# J gardon led strobes???



## revdwg (Aug 28, 2009)

has anyone tried the j gardon led strobes that are on egay? i know they are cheap and probably arnt the brightest in the world but im wanting something for my atv for plowing? has anyone tried them?


----------



## ajslands (Sep 3, 2009)

Is egay your special site when your done working? 
:laughing: :laughing: :laughing: :laughing: 

I've never heard of them though.. Buy whelen!
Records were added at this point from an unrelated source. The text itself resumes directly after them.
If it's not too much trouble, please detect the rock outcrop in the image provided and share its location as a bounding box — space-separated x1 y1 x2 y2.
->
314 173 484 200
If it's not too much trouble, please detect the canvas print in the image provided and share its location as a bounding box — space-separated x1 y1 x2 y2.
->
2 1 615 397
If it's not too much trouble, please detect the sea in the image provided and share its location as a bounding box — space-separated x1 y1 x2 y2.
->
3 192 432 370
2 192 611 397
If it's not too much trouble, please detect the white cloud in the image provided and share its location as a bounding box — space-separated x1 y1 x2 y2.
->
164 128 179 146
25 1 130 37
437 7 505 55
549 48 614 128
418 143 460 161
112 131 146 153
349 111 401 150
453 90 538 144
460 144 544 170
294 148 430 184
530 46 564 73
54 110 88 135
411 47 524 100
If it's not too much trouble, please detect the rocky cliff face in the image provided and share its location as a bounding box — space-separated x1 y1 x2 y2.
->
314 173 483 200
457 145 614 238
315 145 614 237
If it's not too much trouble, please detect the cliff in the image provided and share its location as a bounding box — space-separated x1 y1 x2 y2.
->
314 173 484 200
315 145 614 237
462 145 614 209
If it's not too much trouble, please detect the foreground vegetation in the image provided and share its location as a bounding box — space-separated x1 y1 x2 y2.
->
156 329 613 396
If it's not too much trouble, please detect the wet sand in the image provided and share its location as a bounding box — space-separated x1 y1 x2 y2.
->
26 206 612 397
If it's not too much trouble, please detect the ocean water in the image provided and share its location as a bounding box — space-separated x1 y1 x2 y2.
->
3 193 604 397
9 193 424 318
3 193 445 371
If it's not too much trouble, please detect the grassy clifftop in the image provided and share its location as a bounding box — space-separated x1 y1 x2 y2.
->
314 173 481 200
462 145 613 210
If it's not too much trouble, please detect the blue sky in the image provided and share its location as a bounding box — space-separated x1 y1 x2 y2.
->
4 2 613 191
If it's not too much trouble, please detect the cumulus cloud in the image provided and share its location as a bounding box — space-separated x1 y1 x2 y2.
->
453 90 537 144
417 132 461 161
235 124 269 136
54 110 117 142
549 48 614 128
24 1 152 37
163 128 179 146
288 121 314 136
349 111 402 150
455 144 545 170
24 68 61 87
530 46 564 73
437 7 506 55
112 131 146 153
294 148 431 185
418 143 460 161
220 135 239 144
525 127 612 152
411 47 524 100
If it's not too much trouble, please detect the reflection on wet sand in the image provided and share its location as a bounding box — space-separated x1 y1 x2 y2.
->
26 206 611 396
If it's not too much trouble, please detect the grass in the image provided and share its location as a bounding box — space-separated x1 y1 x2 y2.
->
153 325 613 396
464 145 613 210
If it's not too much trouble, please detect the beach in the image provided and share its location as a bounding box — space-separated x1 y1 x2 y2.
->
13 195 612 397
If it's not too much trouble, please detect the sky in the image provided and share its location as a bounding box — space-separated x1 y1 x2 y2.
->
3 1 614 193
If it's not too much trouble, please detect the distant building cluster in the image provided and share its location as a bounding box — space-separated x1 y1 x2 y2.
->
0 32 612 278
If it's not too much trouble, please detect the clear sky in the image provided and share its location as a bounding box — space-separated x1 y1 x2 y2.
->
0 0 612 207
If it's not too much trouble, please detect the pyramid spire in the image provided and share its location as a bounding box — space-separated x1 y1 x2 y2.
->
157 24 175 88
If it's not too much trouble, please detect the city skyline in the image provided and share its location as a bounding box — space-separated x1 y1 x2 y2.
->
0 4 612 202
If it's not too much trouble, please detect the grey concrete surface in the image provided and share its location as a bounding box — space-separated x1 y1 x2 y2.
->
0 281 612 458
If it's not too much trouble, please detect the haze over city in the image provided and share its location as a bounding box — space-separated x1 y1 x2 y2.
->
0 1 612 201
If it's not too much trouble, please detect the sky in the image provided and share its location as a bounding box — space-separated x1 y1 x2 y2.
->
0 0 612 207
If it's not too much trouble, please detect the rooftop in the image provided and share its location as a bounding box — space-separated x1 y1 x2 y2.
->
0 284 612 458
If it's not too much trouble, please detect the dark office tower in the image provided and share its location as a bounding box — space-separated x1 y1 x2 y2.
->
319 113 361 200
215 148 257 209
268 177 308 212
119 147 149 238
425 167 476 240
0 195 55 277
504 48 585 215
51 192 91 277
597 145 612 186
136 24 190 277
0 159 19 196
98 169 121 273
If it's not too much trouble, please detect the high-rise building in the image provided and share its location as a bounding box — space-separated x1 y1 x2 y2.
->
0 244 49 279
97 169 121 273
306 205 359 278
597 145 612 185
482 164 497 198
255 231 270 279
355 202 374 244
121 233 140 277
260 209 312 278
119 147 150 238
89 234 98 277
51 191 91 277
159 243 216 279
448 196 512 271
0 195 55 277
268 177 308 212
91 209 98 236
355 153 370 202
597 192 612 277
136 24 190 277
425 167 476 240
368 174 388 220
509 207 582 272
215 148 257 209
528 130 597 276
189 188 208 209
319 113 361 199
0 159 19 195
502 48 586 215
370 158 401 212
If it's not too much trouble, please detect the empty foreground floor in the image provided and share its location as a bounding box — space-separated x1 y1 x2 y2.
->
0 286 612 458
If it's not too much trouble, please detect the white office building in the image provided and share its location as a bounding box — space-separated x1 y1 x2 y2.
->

You can trust those!


----------



## revdwg (Aug 28, 2009)

i just want to get some cheap ones for my atv and these seem to be cheap


----------



## Pirsch (Jun 1, 2007)

revdwg;1054740 said:


> i just want to get some cheap ones for my atv and these seem to be cheap


You get what you pay for... On an ATV... you'd have to question the life of the light compared to the price... Get something a bit more quality so you don't go throwing away you money... If you have money to throw away... You can always send me some...American Please! :laughing:


----------



## swtiih (Nov 30, 2008)

you get what you pay for


----------



## ajslands (Sep 3, 2009)

You should do wat the ski hills do and put some strobes on the out side and mount them on the rack, and then get a strobe on a pole and put it on the back rack..


----------



## kptrkn93 (Aug 1, 2010)

they work pretty good. my friend got some for his truck and has had them for about a month and they still work great. 80 bucks or so you cant beat that. im buying them for my truck.


----------